Neuropsychiatric Symptoms of Urbach-Wiethe Disease

Abstract

Urbach–Wiethe (or lipoid proteinosis) disease (UWD) is a rare autosomal recessive disorder characterized by dermatological, psychiatric, and neurological symptoms. Presentation occurs during childhood, but can be observed from birth. While benign, the disease is progressive and chronic with no known cure. Treatment modalities are palliative for symptoms. The extant literature consists mainly of anecdotal reports and case studies that are limited by small sample sizes and paucity of controlled studies. Incidence and prevalence rates are unknown. There are less than 500 documented cases reported worldwide, and of those, less than 50 cases demonstrate neurological and neuropsychiatric conditions. Worldwide occurrence of the disease is documented, with the largest cohort living in a remote area of South Africa. The affected individuals are mainly Caucasian, born to consanguineous parents, and from Dutch or German heritage.

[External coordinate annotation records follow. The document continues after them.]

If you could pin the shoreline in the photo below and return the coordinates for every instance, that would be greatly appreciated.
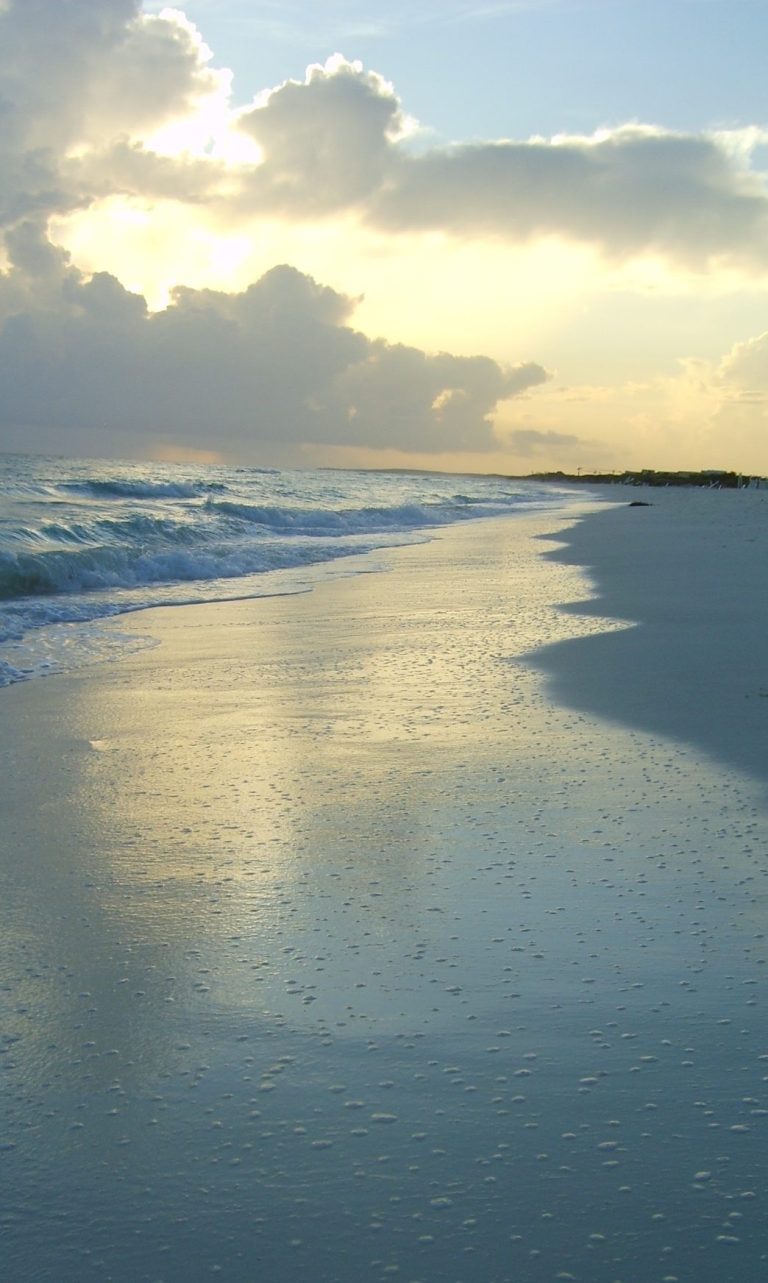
(689, 572)
(333, 947)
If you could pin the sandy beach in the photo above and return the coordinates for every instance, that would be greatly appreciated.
(412, 928)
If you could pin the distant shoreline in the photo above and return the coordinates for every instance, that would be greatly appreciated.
(709, 479)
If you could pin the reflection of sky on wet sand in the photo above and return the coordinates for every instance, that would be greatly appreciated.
(331, 950)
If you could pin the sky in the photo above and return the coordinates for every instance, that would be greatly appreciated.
(468, 235)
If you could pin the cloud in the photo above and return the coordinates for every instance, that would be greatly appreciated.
(278, 363)
(98, 95)
(326, 141)
(530, 441)
(82, 87)
(746, 365)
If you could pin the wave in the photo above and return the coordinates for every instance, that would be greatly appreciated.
(82, 542)
(121, 488)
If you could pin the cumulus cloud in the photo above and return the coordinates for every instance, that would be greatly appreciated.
(336, 141)
(746, 365)
(83, 89)
(277, 362)
(87, 90)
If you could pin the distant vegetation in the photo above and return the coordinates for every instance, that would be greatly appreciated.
(713, 480)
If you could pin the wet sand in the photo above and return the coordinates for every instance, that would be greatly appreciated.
(350, 935)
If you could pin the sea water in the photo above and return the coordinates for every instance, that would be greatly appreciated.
(85, 540)
(368, 962)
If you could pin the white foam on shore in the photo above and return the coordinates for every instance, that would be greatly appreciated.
(349, 953)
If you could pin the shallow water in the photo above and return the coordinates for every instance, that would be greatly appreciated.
(366, 961)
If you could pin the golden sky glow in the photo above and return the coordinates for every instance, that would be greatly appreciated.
(614, 276)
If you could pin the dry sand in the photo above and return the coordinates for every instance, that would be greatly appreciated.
(335, 947)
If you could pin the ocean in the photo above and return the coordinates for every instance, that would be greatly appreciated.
(83, 540)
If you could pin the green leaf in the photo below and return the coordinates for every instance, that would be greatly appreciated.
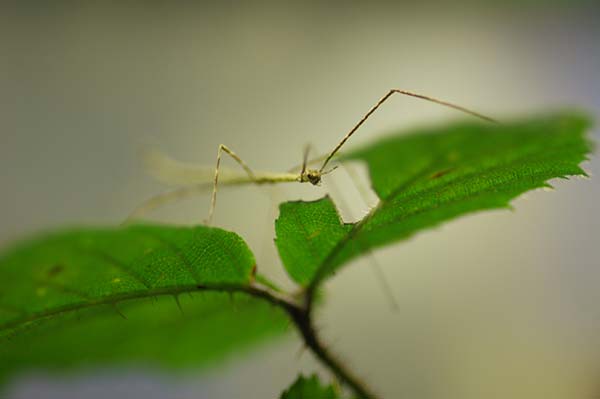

Patients affected have been reported in China, Pakistan and Iran. Current and earlier studies focus primarily on the most visible signs of disease, dystonia and dermatological symptoms, while other studies have reported calcification in the amygdala, hippocampus, parahippocampal gyrus, and the striatum. While central nervous system involvement can lead to a wide range of clinical manifestations such as epilepsy and neuropsychiatric symptoms, there is not a consensus of reported cases with amygdala calcifications accompanied by neurological symptoms. Quantitative research is warranted to further identify the role and relationship between amygdala calcification and neurologic and neuropsychiatric symptoms, while qualitative research will afford insights into the lived experience of individuals and families living with UWD.